On Sun, Oct 14, 2012 at 5:19 AM, David Kastrup <address@hidden> wrote:
"Trevor Daniels" <address@hidden> writes:

> A.
> \override does a pop/push
> \revert does a pop
> \temporary\override does a push.
>
> so \temporary\override and \revert are a matching pair.

More importantly: on an empty stack, any number of \override followed by
\revert are a matching "pair".

> B
> \override does a push
> \revert does a pop
> \clear restores the stack to the default state.
>
> so \override and \revert are a matching pair.
>
> Both of these are essentially equivalent, except A does not have a stack
> clear operation, but which of these is the clearer, and which the more
> intuitive?

You are viewing this from the "stack" angle.  But that is a complex
view already.

I disagree with this point. I suspect that many of our users are familiar with word processors (probably more so than me) and are perfectly comfortable with the "undo" stack. I don't see why an override stack is more complicated.
 
 The actual user view is

A.
\override sets a context-specific property value
\revert removes a context-specific property value
This works reliably.  If I ever need more complex stuff than that, I can
look it up.

I don't find this much more complex:
\override sets a context-specific property value
\revert undoes the last \override
\reset (or whatever) restores lilypond's default.

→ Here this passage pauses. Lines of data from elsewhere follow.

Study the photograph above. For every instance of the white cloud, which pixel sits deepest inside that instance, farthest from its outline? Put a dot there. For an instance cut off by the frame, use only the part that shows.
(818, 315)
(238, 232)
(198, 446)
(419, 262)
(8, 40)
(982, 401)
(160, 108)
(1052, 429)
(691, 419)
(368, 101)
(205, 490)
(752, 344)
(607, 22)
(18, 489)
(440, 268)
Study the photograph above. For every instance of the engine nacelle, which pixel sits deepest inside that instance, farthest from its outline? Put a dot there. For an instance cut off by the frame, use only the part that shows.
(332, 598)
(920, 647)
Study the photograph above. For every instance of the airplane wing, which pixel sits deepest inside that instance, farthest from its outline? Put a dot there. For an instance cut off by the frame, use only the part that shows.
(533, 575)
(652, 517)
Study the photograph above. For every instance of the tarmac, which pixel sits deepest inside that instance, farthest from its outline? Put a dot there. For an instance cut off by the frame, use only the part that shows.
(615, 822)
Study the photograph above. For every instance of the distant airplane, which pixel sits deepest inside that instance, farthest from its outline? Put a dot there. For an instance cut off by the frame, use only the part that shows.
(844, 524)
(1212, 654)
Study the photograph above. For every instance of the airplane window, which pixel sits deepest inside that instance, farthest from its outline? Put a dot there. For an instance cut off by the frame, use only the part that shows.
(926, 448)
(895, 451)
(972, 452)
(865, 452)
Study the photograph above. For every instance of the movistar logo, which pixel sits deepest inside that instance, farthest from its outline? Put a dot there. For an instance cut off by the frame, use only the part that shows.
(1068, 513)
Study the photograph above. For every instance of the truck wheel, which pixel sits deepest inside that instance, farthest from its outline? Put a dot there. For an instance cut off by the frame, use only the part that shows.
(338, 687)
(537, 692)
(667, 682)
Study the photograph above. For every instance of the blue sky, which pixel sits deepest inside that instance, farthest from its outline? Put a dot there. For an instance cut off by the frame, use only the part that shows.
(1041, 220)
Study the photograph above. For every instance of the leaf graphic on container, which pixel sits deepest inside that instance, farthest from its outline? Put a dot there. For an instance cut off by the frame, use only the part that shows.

And to make the "this works reliably" part work, we won't expose any
isolated \temporary \override without matching \revert in LilyPond.

As I said elsewhere in this thread, I don't see how this is possible to achieve given that we support simultaneous music.
 

People have complained about \push/\pop being intolerably
programmer-centric _terminology_, but terminology is cheap.  The
underlying fear was "people won't understand what push/pop does"

That wasn't my underlying fear. My fear is that users will hear "push" and "pop," think that they mean something complicated, and turn off their brains.

Anyway, I don't want you to interpret this argument as being against your patch per se; obviously, it fixes a bunch of real bugs and that's great.